Así, en la función más concurrida del ciclo 2020, casi mil personas conformaron anoche una platea heterogénea en cuanto a edades y disfrutaron de los Beatles en este falso documental (1964) de Richard Lester, que en tono de comedia musical se convertiría en un ícono de la cultura pop y antecedente de los videoclips musicales que se popularizarían en los 80.

“Nos gusta mucho esta situación de cine al aire libre, tan poco habitual. Vimos la película de ayer y seguimos con los Beatles, un éxito asegurado”, dijo Enrique Chammah, cuando buscaba lugar con una reposera colgada en la espalda y con la de su pareja en mano, y poco antes de la gira de los cuatro de Liverpool, con sus fans al borde del desmayo, un manager desquiciado, un supuesto abuelo de Paul que se suma a sus andanzas y ellos queriendo escapar, al menos por un instante, de ese mundo de mega estrellas.

Como parte ineludible del programa, un pintoresco patio de comidas alimentado por food trucks que no tuvieron pausa. “Hace muchísimos años que no veníamos a este lugar, está muy cambiado, muy cuidado, lindo. Llegamos al mediodía y seguimos para ver la película”, coincidieron en las largas mesas del patio Betina Monzón y Daniel, su marido, que llegaron desde Belén de Escobar con su hijo Mateo, de seis años.

Una postal de los tres noches, bicis de todos los colores y tamaños, al igual que las mantas, equipos de mate o terere, comida casera o las idas y vueltas a los food trucks, con las luces de la ciudad de Buenos Aires muy al fondo, como sólo en ese rincón de Martínez pueden verse.

“Es una noche espectacular. Trajimos agua, fruta y ahora mi esposa con nuestros dos hijos está comprando la cena en los food trucks”, expresó sobre la lona el vecino de Boulogne Hernán Surdo, que en su primera vez en este ciclo vino con frutas varias y botellas de agua mineral.

Un ciclo que tuvo a la risa como aliada y arrancó con La gran aventura de Pee Wee (1985) y ese entrañable personaje recorriendo Estados Unidos en busca de su bicicleta robada y siguió con Un buen año (2006), comedia romántica de Ridley Scott con Russell Crowe en el rol de Max Skinner, un exitoso en el mundo de la bolsa en Londres que viaja a la campiña francesa para vender un pequeño viñedo heredado de su tío.

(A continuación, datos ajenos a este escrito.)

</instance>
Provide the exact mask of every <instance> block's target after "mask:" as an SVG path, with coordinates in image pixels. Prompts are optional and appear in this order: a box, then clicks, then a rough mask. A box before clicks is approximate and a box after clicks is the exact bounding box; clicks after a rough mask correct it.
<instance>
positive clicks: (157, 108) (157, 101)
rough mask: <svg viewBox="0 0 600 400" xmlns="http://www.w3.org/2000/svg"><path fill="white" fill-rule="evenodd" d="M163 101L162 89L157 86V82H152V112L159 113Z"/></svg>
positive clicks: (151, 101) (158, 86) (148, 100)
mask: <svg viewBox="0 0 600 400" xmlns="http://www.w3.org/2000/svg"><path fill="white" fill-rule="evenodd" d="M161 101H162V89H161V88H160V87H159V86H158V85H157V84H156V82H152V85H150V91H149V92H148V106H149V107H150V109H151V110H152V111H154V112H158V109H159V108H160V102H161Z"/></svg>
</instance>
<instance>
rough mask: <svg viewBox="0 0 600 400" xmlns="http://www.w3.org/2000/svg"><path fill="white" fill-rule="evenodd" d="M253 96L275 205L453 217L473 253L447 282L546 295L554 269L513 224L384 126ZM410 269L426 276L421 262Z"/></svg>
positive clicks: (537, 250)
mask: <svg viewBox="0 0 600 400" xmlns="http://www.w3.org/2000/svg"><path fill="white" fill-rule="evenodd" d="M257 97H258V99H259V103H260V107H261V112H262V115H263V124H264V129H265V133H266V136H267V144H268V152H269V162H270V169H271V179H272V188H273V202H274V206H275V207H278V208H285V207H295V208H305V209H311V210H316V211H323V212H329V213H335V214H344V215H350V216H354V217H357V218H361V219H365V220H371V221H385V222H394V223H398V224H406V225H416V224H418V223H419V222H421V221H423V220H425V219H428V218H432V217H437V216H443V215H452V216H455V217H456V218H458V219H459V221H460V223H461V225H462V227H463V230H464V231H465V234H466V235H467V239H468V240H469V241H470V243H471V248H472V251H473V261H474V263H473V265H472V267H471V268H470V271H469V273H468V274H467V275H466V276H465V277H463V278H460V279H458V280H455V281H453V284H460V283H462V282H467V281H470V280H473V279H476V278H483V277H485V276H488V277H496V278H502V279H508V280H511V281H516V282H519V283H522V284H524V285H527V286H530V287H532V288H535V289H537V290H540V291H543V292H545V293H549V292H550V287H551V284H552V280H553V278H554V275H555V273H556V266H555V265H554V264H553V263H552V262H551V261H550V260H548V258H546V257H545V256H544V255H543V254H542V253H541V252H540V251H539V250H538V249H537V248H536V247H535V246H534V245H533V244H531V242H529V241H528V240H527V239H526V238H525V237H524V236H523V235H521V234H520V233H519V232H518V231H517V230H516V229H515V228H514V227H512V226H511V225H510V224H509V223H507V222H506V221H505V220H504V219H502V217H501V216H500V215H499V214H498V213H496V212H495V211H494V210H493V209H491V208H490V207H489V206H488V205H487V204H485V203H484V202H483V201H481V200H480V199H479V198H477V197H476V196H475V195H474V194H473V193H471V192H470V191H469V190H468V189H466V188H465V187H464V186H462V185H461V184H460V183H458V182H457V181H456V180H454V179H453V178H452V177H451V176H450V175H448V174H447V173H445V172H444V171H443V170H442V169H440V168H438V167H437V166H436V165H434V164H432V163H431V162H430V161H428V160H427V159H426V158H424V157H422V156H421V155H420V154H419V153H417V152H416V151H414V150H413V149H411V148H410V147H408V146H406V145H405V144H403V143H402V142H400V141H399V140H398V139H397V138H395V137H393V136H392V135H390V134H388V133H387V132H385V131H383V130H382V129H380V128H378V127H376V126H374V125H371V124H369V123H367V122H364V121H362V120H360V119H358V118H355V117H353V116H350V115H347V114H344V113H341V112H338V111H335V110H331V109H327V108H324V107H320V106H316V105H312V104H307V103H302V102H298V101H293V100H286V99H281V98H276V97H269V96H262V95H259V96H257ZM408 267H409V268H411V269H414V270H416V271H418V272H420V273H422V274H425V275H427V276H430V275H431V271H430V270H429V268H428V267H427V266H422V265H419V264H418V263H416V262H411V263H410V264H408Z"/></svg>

Pero nada es tan simple como parece, menos el amor que se le presenta inesperadamente.

“El ciclo es un clásico del verano, la gente vuelve todos los años y además, como ocurrió con esta película remasterizada de los Beatles, que se vio y escuchó tan bien, mucho público nuevo. Tres noches mágicas con films festivos que la gente disfrutó con ganas”, dijo Marcela Cassinelli, presidenta de la FCA.

Poco antes, Gastón Díaz seguía con la cabeza el ritmo de la banda sonora del film, como She loves you, And I love her y Tell my why. “Escuchaba rock nacional, pero desde que escuché a Paul en persona… No podía perdérmela”, aseguró el vecino de Villa Ballester, junto a su hijo de ocho años que sucumbió al cansancio. “Se portó bárbaro”, agregó su esposa Laura Sardi, en referencia a Marcos, de casi dos. Un coqueto caniche que a lo largo de la película, desde su falda, apenas se hizo notar.

+ Bicicine en la Playa fue parte de Humor en Verano en San Isidro, una agenda gratuita de actividades culturales que del 25 de enero al 22 de marzo llega a plazas y espacios públicos. La próxima cita, el domingo 23 de este mes con el Carnaval en Boulogne.  En la Avenida Rolón y Olazábal, desde las 19 y con dieciséis murgas en escena.